Jean de Villiers returns to captain the side along with healed absentees Francois Louw and Fourie Du Preez.
With an average weight of 17stone 13lb, South Africa boast the joint second heaviest pack in the competition with England, just three pounds shy of Wales.
Whilst Japan have evolved their set plays in recent years, they are giving up nine pounds in the scrum and will surely be no match at the lineouts.
The Cherry Blossom’s best bet is to play to their strengths, by moving the ball quickly and using their pace against some seasoned South African legs.
Coach Eddie Jones has named his strongest possible side to tackle the Springboks and sees the game as a great chance to make history.
“It’s a real David versus Goliath game.”
“South Africa have the greatest winning record in World Cup history. They are a massive physical team with plenty of experience. Japan have the least winning record in the World Cup and have the smallest team.
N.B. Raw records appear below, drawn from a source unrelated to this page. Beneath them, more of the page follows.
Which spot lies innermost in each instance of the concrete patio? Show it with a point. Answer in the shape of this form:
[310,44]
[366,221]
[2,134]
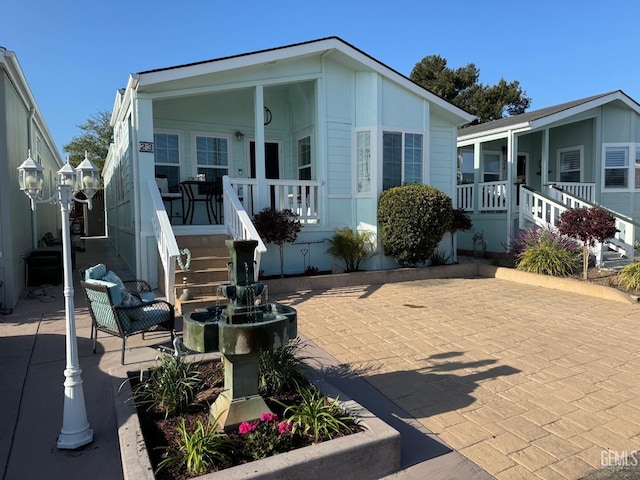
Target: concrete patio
[482,376]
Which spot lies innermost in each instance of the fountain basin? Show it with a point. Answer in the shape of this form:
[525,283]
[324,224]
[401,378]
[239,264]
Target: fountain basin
[200,330]
[276,328]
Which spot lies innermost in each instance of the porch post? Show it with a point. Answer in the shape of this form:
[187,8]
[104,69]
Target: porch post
[544,162]
[477,195]
[261,176]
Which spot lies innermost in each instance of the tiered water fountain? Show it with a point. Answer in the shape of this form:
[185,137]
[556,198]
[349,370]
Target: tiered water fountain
[247,327]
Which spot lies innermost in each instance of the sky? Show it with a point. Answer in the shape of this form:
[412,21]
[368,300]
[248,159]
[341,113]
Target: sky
[76,54]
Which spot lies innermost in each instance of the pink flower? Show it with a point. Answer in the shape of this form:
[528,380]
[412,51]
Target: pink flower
[284,427]
[246,427]
[268,417]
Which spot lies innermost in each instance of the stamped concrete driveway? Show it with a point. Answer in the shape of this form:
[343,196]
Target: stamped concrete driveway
[527,382]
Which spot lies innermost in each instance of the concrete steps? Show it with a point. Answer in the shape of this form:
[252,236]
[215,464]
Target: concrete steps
[207,271]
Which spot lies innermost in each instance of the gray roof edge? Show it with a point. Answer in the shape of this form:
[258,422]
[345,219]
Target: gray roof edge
[546,113]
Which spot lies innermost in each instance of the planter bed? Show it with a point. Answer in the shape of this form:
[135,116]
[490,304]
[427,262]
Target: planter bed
[369,454]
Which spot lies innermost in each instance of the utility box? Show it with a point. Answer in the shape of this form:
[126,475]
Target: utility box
[44,267]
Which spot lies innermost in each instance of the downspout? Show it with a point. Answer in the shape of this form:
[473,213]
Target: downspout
[261,176]
[136,174]
[34,222]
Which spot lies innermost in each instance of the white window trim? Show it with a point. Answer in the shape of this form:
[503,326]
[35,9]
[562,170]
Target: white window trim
[633,148]
[402,134]
[372,167]
[180,163]
[559,151]
[194,153]
[299,136]
[484,164]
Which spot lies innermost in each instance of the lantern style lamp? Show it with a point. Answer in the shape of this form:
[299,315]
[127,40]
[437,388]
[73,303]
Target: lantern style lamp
[75,431]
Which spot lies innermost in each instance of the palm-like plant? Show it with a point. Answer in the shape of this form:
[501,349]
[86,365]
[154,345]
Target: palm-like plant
[172,385]
[200,449]
[351,246]
[318,417]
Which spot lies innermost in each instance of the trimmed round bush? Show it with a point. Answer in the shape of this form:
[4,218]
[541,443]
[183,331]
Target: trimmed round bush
[413,219]
[548,253]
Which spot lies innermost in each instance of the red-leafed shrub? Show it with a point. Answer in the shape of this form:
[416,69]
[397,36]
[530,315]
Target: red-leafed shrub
[589,225]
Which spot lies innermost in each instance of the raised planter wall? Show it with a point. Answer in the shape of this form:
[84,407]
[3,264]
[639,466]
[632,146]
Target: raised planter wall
[371,454]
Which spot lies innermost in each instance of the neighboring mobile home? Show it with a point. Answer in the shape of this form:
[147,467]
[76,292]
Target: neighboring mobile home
[527,168]
[319,127]
[22,128]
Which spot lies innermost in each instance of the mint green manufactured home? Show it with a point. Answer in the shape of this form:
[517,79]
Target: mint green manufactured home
[318,127]
[22,129]
[528,168]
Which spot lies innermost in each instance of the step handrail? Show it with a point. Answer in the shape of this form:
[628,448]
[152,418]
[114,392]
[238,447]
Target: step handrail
[167,245]
[238,222]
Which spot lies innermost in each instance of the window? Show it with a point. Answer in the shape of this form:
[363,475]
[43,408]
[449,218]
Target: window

But it is a great opportunity and I’m looking forward to it.”
South Africa have the pedigree and the heavy hitters to run away with this one. Experience counts for an awful lot and they have it in bucket loads. The Springboks are sure to dominate in almost every area of the park, but they will do well not to underestimate a highly motivated Japan team. Captain Michael Leitch is a force to be reckoned with and his power and pace, and they also possess players such as third rower Amanaki Mafi and scrum-half Fumiaki Tanaka who can cause some real damage.
South Africa by 25.
South Africa: 15 Zane Kirchner, 14 Bryan Habana, 13 Jesse Kriel, 12 Jean de Villiers (c), 11 Lwazi Mvovo, 10 Pat Lambie, 9 Ruan Pienaar, 8 Schalk Burger, 7 Willem Alberts, 6 Francois Louw, 5 Victor Matfield, 4 Lood de Jager, 3 Jannie du Plessis, 2 Bismarck du Plessis, 1 Tendai Mtawarira.
Replacements: 16 Adriaan Strauss, 17 Trevor Nyakane, 18 Coenie Oosthuizen, 19 Pieter-Steph du Toit, 20 Siya Kolisi, 21 Fourie du Preez, 22 Handré Pollard, 23 JP Pietersen.
Japan: 15 Ayumu Goromaru, 14 Akihito Yamada, 13 Male Sau, 12 Craig Wing, 11 Kotaro Matsushima, 10 Kosei Ono, 9 Fumiaki Tanaka, 8 Hendrik Tui, 7 Michael Broadhurst, 6 Michael Leitch, 5 Hitoshi Ono, 4 Luke Thompson, 3 Kensuke Hatakeyama, 2 Shota Horie, 1 Masataka Mikami.
Replacements: 16 Takeshi Kazu, 17 Keita Inagaki, 18 Hiroshi Yamashita, 19 Shinya Makabe, 20 Amanaki Mafi. 21 Atsushi Hiwasa, 22 Harumichi Tatekawa, 23 Karne Hesketh.